Recovering the architecture
Here's a situation that I've seen so many times that I've lost count. Someone builds a system with a clean architecture. After a while, users realize that there are important things that the system cannot do. They ask for new features. Those features do not fit well in the architecture, but they get shoehorned in anyway as a patch--because they're important.
Lather, rinse, repeat. After a while, the system has so many patches on top of patches on top of patches that no one understands it any more. By then, no one is left who understands the original architecture, so someone gets the unenviable task of "recovering the architecture" -- i.e. figuring out by inference how the original system must have been designed.
Of course, the next task, once the architecture has been recovered, is to come up with a new architecture that supports no only everything the original architecture did but also all the features that have been patched into the system in the meantime. Sometimes that effort fails because it is so complicated that no one understands it. However, the more usual outcome is a system that mostly works, but doesn't quite.
Such systems tend to fail in two ways. First, every large system has bugs, which means that some users of the new system will find that things they were doing with it, which used to work, no longer do so. Second, and perhaps more important, is that there are probably bugs in the architecture recovery itself: The new architecture is fundamentally incapable of doing something that the old architecture could do, and some users consider that capability to be important. So the old capability is patched into the new system in the name of backward compatibility, and the cycle begins again.
This architectural process seems always to result in systems of ever-increasing complexity.
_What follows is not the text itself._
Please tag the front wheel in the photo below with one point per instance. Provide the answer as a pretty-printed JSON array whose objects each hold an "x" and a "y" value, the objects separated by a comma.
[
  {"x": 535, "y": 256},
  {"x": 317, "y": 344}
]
Not only do such systems require ever-increasing effort to keep working, but the chance of serious security problems keeps going up as well. Food for thought: Is there any way of avoiding this complexity creep in practice? Some people will surely say "Don't worry about architecture! Do the simplest thing that works and keep refactoring as you go! Just be sure your tests cover all the bases." But how can even the most systematic testing prove the absence of security problems?
Can anyone convince me that we have made any real progress toward solving this problem in the past few decades?